Bridging Radiation Therapy Prior to Commercial Chimeric Antigen Receptor T-Cell Therapy for relapsed/refractory aggressive B-cell lymphoma

Abstract: Purpose CD19-targeting chimeric antigen receptor T-cell (CART) therapy has emerged as a promising treatment for relapsed/refractory aggressive B-cell lymphoma (r/rABL), culminating in two FDA-approved therapies, tisagenlecleucel (tisa-cel) and axicabtagene ciloleucel (axi-cel). Following leukapheresis and in preparation for CART infusion, contemporary bridging and lymphodepletion regimens rely mostly on cytotoxic chemotherapy. Here, in a cohort of patients treated with commercial tisa-cel and axi-cel, we show that bridging radiation therapy (bridging-RT) may offer a supplemental approach.

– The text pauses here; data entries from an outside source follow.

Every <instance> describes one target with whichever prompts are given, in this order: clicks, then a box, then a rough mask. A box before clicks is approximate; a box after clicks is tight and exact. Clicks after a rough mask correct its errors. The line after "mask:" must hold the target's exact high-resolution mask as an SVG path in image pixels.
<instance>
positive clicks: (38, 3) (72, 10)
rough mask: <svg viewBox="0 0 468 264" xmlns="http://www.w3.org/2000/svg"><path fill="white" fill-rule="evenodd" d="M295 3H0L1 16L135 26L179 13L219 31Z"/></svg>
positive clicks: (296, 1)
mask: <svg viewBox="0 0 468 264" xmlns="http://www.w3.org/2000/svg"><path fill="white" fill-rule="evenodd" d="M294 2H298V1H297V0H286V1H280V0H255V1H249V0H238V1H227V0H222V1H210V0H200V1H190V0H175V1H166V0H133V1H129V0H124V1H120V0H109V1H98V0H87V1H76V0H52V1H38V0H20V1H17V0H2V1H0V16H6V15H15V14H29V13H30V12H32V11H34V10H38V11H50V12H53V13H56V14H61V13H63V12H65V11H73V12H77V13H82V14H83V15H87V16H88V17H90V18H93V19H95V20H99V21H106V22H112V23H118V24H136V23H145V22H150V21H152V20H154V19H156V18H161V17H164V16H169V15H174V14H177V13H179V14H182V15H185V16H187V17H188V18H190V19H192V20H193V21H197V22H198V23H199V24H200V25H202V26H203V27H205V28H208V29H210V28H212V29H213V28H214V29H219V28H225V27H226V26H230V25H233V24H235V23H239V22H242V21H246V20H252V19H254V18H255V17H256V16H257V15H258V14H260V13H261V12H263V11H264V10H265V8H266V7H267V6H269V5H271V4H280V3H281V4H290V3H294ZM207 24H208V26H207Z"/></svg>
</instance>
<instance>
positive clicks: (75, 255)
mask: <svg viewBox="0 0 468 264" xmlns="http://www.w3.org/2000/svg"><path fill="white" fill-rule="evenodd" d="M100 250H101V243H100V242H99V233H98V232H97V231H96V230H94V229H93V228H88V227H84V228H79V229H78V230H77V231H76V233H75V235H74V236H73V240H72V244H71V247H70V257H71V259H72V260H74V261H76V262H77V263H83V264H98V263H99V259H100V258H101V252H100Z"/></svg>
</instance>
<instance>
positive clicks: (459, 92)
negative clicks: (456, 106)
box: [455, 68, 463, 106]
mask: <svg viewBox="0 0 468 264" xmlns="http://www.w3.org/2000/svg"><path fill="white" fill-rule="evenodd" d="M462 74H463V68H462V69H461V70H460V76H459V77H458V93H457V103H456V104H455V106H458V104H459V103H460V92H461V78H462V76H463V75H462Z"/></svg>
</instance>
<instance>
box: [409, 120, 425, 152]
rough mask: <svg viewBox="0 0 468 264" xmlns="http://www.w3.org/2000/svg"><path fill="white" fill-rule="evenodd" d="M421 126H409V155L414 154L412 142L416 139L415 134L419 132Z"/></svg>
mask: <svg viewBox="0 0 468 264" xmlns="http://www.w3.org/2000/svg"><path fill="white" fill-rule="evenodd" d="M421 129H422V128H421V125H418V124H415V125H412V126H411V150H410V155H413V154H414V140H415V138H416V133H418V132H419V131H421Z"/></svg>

Methods and Materials Thirty-one patients receiving commercial tisa-cel (n=13) or axi-cel (n=18) between August 2018 and February 2019 for r/rABL were retrospectively reviewed. Patients were divided into two groups: a) bridging-RT within 30 days (d) of CART infusion or b) non-bridging-RT (NBRT), where patients received either remote RT greater than 30d before CART infusion or no prior RT. Results Five patients received bridging-RT within 30d of CART infusion. Median bridging-RT dose was 37.5 Gy and completed a median of 13d prior to infusion. No grade 3 (G3) or higher RT-toxicities occurred. No patients in the bridging-RT group experienced G3 or higher CART-related toxicities (CRS or neurotoxicity), while 23% (n=6) and 15% (n=4) experienced G3-5 CRS and G3-5 neurotoxicity in the NBRT group, respectively. Overall treatment response in the bridging-RT and NBRT groups was 80% and 64%, respectively. The axi-cel CART product was associated with CRS (OR=26.67 p=.001) and CRS correlated with neurotoxicity (OR=12.22, p=.028). There was a trend towards an association for CRS with MTV (OR=1.06/mL, p=0.141) and TLG (OR=1.01/mL*SUV, p=0.099). Conclusions Bridging-RT prior to commercial CART does not appear to increase risk for CART-related toxicities or negatively impact outcomes in r/rABL patients. No G3 or higher RT-toxicities occurred in this series. Pre-treatment metabolic tumor burden may be associated with CART-associated CRS, however, larger patient numbers are required to elucidate significant associations. Future work to prospectively assess the value of bridging-RT is warranted.